Emily, Alone

The elderly widow, soldiering on alone after her husband's death, long after her children have grown and moved away, may not be the stuff of high drama, but it contains a mother lode (so to speak) of rich material. And why not? Who better to delve into issues of mortality and values than those nearing the end who, ironically, have plenty of time on their hands for deep reflection? These women maintain rich inner lives even as their worlds contract.


Often, as in Clyde Edgerton's hilarious Walking Across Egypt (1987)—a personal favorite—plots turn on an unexpected connection between a dowager and a troubled youngster. But in Stewart O'Nan's Emily, Alone, a welcome follow-up to his 2002 novel, Wish You Were Here, the emphasis, as the title suggests, is Emily, toute seule, determined to uphold standards and maintain discipline even as her world erodes.


O'Nan's novels, including The Good Wife, which also convincingly captures a woman's perspective, and Last Night At the Lobster, often focus on blue-collar America. Emily, born in 1931 and rescued from the sticks by her marriage to Pittsburgh engineer Henry Maxwell, is financially well-off enough to help out her struggling middle-aged children. Wish You Were Here first introduced her a year after Henry's death, grappling with family issues—her daughter Margaret's alcoholism and broken marriage and her son Kenneth's fractured dreams—during a gathering at the Maxwells' beloved cottage on Lake Chautauqua in western New York before finalizing its sale.


Emily, Alone takes place six years later. Nearing 80, Emily is still going strong both mentally and physically. She still misses the man who "knew the 18-year-old lifeguard she used to be, and the fashionable grad student, the coltish young mother." She continues to live alone in her meticulously kept Pittsburgh house with her portly, gassy, extremely aged spaniel, Rufus, who according to my calculations, must be nearing a record-breaking 20.


The emptiness in Emily's life is compounded by the distance of her family and the recent death of her best friend. Her closest remaining companion is her never-married sister-in-law Arlene, a retired schoolteacher who, despite her alarming driving, is the designated chauffeur on their outings to art and flower shows, club dinners, and, increasingly, funerals. When Arlene suffers a small stroke during their weekly pilgrimage to the Eat 'n Park's two-for-one breakfast buffet, it's a wake-up call to Emily, galvanizing her to crank up Henry's outsized Chevrolet. To her surprise, driving makes her feel "part of something larger again." Her children are shocked when she purchases her first car ever—a Subaru wagon—after careful research on Henry's old computer.

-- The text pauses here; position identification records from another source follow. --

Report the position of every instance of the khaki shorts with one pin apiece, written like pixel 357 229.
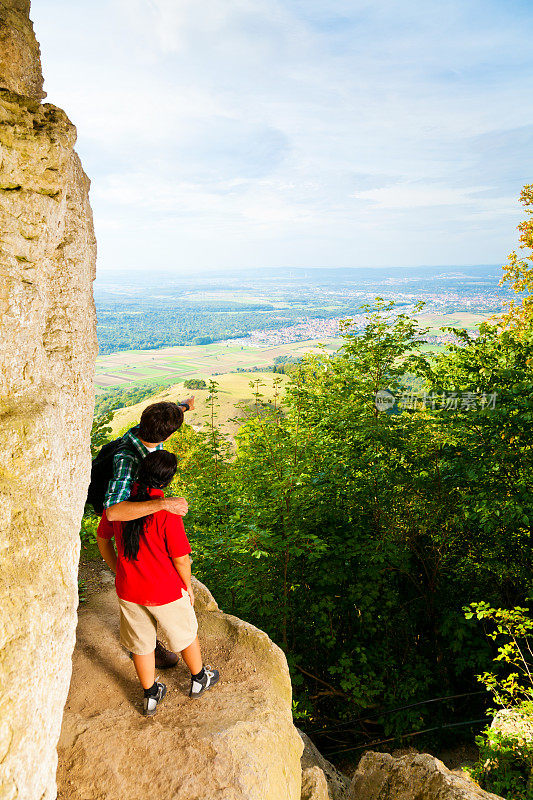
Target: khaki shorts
pixel 139 625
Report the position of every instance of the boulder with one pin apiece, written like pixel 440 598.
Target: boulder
pixel 337 783
pixel 314 784
pixel 418 776
pixel 235 742
pixel 48 348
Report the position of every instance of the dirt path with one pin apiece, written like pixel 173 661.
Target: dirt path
pixel 235 742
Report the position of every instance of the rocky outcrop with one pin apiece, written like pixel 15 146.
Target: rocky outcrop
pixel 48 347
pixel 20 62
pixel 313 766
pixel 418 776
pixel 236 742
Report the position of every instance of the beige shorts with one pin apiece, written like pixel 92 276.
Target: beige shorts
pixel 139 625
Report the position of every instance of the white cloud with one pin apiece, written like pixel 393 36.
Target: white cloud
pixel 296 121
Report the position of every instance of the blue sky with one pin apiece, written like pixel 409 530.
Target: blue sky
pixel 268 133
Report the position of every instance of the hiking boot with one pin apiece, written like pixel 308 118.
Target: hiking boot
pixel 211 677
pixel 164 658
pixel 150 703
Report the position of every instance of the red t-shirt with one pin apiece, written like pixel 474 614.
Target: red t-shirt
pixel 151 580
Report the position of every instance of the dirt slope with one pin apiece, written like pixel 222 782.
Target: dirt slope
pixel 236 742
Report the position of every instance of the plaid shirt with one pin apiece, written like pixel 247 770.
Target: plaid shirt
pixel 125 468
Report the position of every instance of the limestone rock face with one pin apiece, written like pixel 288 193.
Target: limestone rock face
pixel 418 776
pixel 47 352
pixel 20 63
pixel 314 784
pixel 235 742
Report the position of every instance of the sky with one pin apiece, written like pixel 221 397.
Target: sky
pixel 224 134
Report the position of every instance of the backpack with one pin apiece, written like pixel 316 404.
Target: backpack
pixel 102 472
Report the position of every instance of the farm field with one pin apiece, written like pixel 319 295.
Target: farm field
pixel 174 364
pixel 233 389
pixel 190 361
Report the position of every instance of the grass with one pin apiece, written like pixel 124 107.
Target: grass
pixel 192 361
pixel 234 388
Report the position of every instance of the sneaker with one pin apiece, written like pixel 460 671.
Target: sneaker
pixel 150 703
pixel 211 677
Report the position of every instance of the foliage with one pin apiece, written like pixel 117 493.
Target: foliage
pixel 512 630
pixel 518 272
pixel 354 536
pixel 505 765
pixel 505 762
pixel 101 432
pixel 364 532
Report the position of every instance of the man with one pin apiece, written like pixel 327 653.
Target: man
pixel 158 422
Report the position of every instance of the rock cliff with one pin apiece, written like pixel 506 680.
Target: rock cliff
pixel 418 776
pixel 236 742
pixel 48 347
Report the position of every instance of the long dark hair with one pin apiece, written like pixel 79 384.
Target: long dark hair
pixel 156 471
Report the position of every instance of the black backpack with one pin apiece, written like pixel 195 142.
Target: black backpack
pixel 102 472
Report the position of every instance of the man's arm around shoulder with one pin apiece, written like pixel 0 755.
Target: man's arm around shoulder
pixel 128 509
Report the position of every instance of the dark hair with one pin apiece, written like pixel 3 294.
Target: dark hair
pixel 159 420
pixel 156 471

Not much happens in Emily, Alone—which is not to say, of course, that the novel isn't full of interest. Like Evan S. Connell's indelible Mrs. Bridge, Emily, Alone deftly (and more lovingly) captures the texture of the thoughts and days of a comfortable American woman who has outlived her primary role as a wife and mother—how a crossword puzzle is rationed to last all week and small chores such as distributing tissue boxes around the house or writing thank you notes assume enlarged importance. Emily is all too aware of her static situation, most keenly feeling "her own inertia, her life no longer an urgent or necessary business" during "that gray time of day just before the school buses rolled."


The strength to endure such an attenuated life proves hardest during the long Pittsburgh winter, through which Emily sustains herself with anticipation of gardening and the promise of holiday visits from Kenneth and Margaret and her four grandchildren, which are at once disturbingly disruptive to her solitary routines yet also all too brief. The highlight of her year, eagerly awaited for months, remains her annual summer visit to Lake Chautauqua with her whole family gathered, now reduced to a single week.


O'Nan beautifully evokes a woman who "prized, above all, self-reliance" yet recognizes that she's "outgrown most of her earthly desires," with the pointed exception of wishing she could see more of her children and grandchildren. Emily is an endearing character, fussy yet unusually self-aware and sanguine about her own mortality. She struggles to hold her criticism in check, not just of others—including Mr. Impatient/ Mr. Fatty/ a.k.a. Rufus—but of herself. The result is a warmhearted, clear-eyed portrait of a woman in her dotage who understands that life is both awfully long and woefully short, much of it passed in waiting and regret, but never, heaven forbid, about just the past, since "every day was another chance."